The company booked a net income attributable to controlling interest of $321 million, or $0.88 per diluted share, including $5 million of net favorable items, down slightly from a net income of $342 million in the second quarter.
Third quarter revenues fell to $1.61 billion from $1.88 billion in the previous quarter but still managed to beat analyst expectations.
The revenue dip was primarily due to “lower fleet utilization and a decline in other revenues related to contract termination fees recognized in the second quarter of 2015,” Transocean said.
Analysts had expected the company to post about $1.58 billion in revenues, Zacks said.

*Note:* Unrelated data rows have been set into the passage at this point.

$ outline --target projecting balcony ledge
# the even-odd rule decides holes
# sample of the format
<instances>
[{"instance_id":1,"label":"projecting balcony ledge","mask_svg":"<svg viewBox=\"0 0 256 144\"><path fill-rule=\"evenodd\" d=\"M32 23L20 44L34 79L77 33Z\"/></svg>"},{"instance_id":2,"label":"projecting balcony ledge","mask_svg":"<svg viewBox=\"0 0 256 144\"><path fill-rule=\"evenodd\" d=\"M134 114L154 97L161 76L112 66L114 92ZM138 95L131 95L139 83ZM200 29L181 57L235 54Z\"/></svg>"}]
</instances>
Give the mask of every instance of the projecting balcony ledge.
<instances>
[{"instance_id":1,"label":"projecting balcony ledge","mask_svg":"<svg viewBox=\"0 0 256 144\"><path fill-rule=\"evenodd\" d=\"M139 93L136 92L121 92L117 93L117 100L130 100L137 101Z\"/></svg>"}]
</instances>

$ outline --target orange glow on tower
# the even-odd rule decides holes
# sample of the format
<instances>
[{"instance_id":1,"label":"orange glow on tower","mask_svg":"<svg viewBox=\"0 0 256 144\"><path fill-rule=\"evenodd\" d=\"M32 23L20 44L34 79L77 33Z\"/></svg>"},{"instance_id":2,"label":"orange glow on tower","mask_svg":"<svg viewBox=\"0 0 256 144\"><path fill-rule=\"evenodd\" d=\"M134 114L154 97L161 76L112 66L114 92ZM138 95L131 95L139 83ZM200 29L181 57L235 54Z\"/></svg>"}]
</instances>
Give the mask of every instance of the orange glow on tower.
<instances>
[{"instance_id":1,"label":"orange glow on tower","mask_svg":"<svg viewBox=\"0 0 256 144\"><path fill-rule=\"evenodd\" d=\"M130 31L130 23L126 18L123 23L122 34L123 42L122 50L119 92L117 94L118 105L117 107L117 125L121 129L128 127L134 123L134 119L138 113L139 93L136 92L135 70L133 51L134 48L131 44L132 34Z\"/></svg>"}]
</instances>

Adjusted net income fell to $316 million in the third quarter, $0.87 per diluted share, excluding net favorable items compared to $408 million excluding net unfavorable items in the second quarter.
Operating revenues dipped to $1.6 billion in the third quarter, down from $2.27 billion in the prior year quarter, while operating income climbed to $445 million, up substantially from the $2.16 billion operating loss booked in the year ago quarter.
Transocean took a $13 million third quarter loss on impairment and a $15 million net loss on the disposal of assets.
Operating and maintenance expenses fell $105 million sequentially to $880 million in the third quarter “due primarily to reduced activity,” the company said.
Cash flows from operating activities decreased $663 million sequentially to $648 million due primarily to the favorable Macondo-related insurance proceeds collected in the second quarter.
Fleet revenue efficiency was 95.0 percent, compared with 97.2 percent in the second quarter of 2015.
Fleet utilization fell to 70 percent from 75 percent in the prior quarter and the company’s contract backlog was $16.9 billion as of the October 26.
General and administrative expenses were $45 million, compared with $44 million in the prior quarter.
Capital expenditures climbed to $940 million, up from $195 million in the prior quarter.
The $745 million increase was largely associated with the company’s newbuild program and included the final shipyard payment for the Deepwater Thalassa.
“As we move forward in this challenging market, we will continue to identify opportunities to drive unnecessary cost out of our business, while simultaneously investing in opportunities that will enable us to continue to exceed the performance expectations of our customers,” Transocean president and CEO Jeremy Thigpen said.